Researchers at Penn State University say they have developed anti-malware technology that can identify and contain worms in milliseconds rather than minutes -- greatly limiting how far they spread and how much damage they cause.
The new technology, Proactive Worm Containment, focuses on analyzing packet rate and frequency of connections, rather than signature or pattern identification, according to a release from Penn State.
"A lot of worms need to spread quickly in order to do the most damage, so our software looks for anomalies in the rate and diversity of connection requests going out of hosts," says Peng Liu, associate professor of information sciences and technology at Penn State and lead researcher on the Proactive Worm Containment system.
Penn State researchers assert that because many security technologies focus on signature or pattern identification for blocking worms, they cannot respond to new attacks fast enough, allowing worms to exploit network vulnerabilities. Several minutes can elapse between when a signature-based system first recognizes a new worm and when it creates a new signature to block it from spreading any more.
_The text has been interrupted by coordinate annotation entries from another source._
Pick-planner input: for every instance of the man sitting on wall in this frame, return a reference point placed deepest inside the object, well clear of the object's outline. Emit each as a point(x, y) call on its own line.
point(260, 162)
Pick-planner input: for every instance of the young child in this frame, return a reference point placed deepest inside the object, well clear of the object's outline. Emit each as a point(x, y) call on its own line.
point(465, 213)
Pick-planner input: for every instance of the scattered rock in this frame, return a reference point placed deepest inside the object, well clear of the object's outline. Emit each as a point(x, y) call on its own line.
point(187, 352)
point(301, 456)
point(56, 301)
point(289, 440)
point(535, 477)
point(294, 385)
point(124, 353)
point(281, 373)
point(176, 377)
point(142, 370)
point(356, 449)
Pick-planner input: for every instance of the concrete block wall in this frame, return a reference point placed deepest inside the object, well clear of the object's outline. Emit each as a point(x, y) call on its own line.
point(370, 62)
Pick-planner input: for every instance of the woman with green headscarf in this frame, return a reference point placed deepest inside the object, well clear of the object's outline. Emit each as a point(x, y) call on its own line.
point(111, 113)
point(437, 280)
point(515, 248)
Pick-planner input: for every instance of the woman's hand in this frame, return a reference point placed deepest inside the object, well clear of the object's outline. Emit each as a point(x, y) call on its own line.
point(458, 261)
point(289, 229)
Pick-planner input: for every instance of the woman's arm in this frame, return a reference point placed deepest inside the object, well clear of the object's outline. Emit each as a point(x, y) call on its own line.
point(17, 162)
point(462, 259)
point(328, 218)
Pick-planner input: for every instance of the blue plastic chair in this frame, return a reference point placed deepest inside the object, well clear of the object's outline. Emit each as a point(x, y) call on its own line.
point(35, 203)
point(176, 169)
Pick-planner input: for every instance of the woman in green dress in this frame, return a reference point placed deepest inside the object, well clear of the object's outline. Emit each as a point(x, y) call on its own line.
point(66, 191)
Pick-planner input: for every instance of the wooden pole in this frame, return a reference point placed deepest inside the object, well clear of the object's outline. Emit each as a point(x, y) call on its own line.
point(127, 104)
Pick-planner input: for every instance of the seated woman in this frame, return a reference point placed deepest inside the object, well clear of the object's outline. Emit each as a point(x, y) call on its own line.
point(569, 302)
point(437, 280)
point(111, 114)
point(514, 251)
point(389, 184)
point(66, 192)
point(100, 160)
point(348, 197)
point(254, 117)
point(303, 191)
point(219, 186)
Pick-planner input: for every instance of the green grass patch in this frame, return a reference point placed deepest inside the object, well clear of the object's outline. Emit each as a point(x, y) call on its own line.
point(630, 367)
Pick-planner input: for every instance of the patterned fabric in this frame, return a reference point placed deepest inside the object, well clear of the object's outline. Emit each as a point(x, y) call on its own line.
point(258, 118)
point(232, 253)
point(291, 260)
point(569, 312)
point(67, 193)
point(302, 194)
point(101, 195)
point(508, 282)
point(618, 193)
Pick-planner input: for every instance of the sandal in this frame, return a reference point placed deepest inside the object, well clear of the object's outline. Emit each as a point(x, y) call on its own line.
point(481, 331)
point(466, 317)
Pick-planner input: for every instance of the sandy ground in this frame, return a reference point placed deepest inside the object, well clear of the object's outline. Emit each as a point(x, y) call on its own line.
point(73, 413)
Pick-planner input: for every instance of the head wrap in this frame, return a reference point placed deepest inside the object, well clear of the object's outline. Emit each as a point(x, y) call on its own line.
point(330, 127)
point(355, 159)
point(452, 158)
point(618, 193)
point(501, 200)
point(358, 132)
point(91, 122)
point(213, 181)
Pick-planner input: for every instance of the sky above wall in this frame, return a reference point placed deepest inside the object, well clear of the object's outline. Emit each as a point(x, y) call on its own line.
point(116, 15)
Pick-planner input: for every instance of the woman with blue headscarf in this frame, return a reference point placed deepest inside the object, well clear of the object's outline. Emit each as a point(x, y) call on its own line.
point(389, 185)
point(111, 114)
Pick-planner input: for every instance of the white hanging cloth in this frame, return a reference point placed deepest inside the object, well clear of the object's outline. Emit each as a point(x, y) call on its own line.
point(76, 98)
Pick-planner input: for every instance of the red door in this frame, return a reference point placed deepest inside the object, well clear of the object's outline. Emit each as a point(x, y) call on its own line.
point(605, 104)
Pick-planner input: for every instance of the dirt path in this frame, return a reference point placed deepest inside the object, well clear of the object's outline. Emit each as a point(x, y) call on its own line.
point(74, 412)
When signature-based systems shorten the signature-generation time, however, they often miss worms that are capable of mutating automatically.
By targeting a packet rates, frequency of connections, and the diversity of connections to other networks, researchers claim that the Proactive Worm Containment technology can react much more quickly. Liu says only a few dozen infected packets may be sent out to other networks before the new technology can quarantine the attack. In contrast, the Slammer worm, which attacked Microsoft SQL Server, sent out about 4,000 infected packets every second, he notes.
Liu also says the technology also can fix its own mistakes. It's designed to unblock any mistakenly blocked hosts. The Penn State researchers currently are testing the technology.
The university has filed a patent for the technology. Liu worked on the project along with Yoon-Chan Jhi, a doctoral student in the Department of Computer Science and Engineering, and Lunquan Li, an information science and technology doctoral student.